Но ему хотелось выбраться из этого подземелья, увидеть свет, вдохнуть свежего воздуха, пройти по улицам, овеваемым ветром, хотя бы для того, чтобы взглянуть на случайную звезду над темными крышами, чтобы уйти прочь отсюда, подальше, за тысячу миль. Он открыл глаза. «Нет, я эту поганую фирму брошу. Уволюсь и пойду еще куда-нибудь, даже если придется на работу пять миль туда и обратно на велосипеде ездить. Хватит с меня». Мысль эта утешила его, и лопата снова вонзилась в золу. Он то впадал в дремоту, то оживлялся, иногда голова у него словно становилась совсем пустой; он не сознавал даже, что продолжает думать о работе или о своем решении бросить ее, но какая-то искра вдруг вспыхивала в нем, и он начинал работать еще быстрее, чем раньше, яростно отбрасывая золу со своего пути.
Чья-то чужая лопата мелькнула перед его лицом и отбила кусочек кирпичной кладки, и вдруг где-то прямо перед ним в темноте загремел голос Билла Эддисона:
— Черт меня подери, если это не старина Брайн! Наконец-то мы покончили с этой дрянью!
Обняв друг друга, они хохотали, радуясь своей победе.
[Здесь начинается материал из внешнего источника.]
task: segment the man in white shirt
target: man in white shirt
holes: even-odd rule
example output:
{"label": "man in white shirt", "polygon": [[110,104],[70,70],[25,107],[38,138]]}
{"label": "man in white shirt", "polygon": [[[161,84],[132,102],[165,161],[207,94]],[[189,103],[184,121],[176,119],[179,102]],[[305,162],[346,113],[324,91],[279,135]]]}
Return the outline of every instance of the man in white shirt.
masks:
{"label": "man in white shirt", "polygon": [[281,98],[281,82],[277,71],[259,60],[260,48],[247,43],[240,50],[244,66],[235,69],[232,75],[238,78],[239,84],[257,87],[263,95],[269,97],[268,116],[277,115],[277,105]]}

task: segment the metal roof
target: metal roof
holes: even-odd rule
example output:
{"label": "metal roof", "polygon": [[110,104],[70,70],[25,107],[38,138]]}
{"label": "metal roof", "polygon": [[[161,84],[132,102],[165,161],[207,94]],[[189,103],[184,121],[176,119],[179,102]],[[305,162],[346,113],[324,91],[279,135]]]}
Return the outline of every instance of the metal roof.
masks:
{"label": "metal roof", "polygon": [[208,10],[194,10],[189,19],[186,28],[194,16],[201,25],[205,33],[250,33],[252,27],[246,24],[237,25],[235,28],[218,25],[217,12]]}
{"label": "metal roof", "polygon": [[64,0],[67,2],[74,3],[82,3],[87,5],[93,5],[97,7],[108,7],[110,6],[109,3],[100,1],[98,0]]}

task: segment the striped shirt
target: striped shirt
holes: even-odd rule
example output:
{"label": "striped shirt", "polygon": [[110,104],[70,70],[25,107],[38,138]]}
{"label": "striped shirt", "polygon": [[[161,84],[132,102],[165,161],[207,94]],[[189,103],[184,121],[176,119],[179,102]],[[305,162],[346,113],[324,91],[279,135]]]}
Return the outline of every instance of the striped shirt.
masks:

Сидя в пустой лагерной библиотеке за кружкой чаю, которую поставил около него на стол слуга-малаец, Брайн развернул полевую карту Пулау-Тимура. Из Сингапура прибыла новая группа радистов, наконец-то ему предоставили двухнедельный отпуск и отправили в лагерь отдыха в Мьюке. Он только что освежился под душем, и солнце еще не успело пропитать потом его одежду — на нем была безупречно белая рубашка и шорты, которые всего час назад принесла из стирки прачка-китаянка; палец его, скользнув от Муонга по береговой линии, остановился на Мьюке — окаймленном пальмами заливе напротив Гунонг-Барата, который отделен от него полосой воды всего в несколько миль, окрашенной в разные оттенки синего цвета. Прихлебывая чай, он блуждал глазами по карте: отпечатано в 1940 году, отметил он, исторический документ, и ему припомнился этот год — там, за холмами, вдали, словно айсберг, растаявший под вечным солнцем времени, — год, когда один за другим ушли в армию его двоюродные братья Колин и Дэйв, а потом через несколько недель вернулись обратно. Они вернулись у него на глазах, когда все уходили на войну, и, как ни странно, под молчаливым любопытством, с каким он смотрел на их гимнастерки, перекинутые через спинки стула, как шкуры убитых животных, скрывалось глубокое убеждение, что они поступили правильно и хорошо. Ада помогала им, и другие родственники тоже, потому что это отвечало их натуре и их традициям. Из десятка здоровых мужчин, связанных с их семейством узами близкого и дальнего родства, только двое, уйдя в армию, остались там, и один из них был убит в Тунисе. «А мы что говорили» — таков был приговор всех остальных, которые либо дезертировали, либо устроились на военных заводах. «Это, наверно, рекордная цифра для одного семейства, — подумал Брайн. — Никто не может сказать, что мы не внесли свой вклад в борьбу за свободу, хотя, что мне делать в этой стране, ума не приложу, только вот, конечно, войны тут сейчас нет».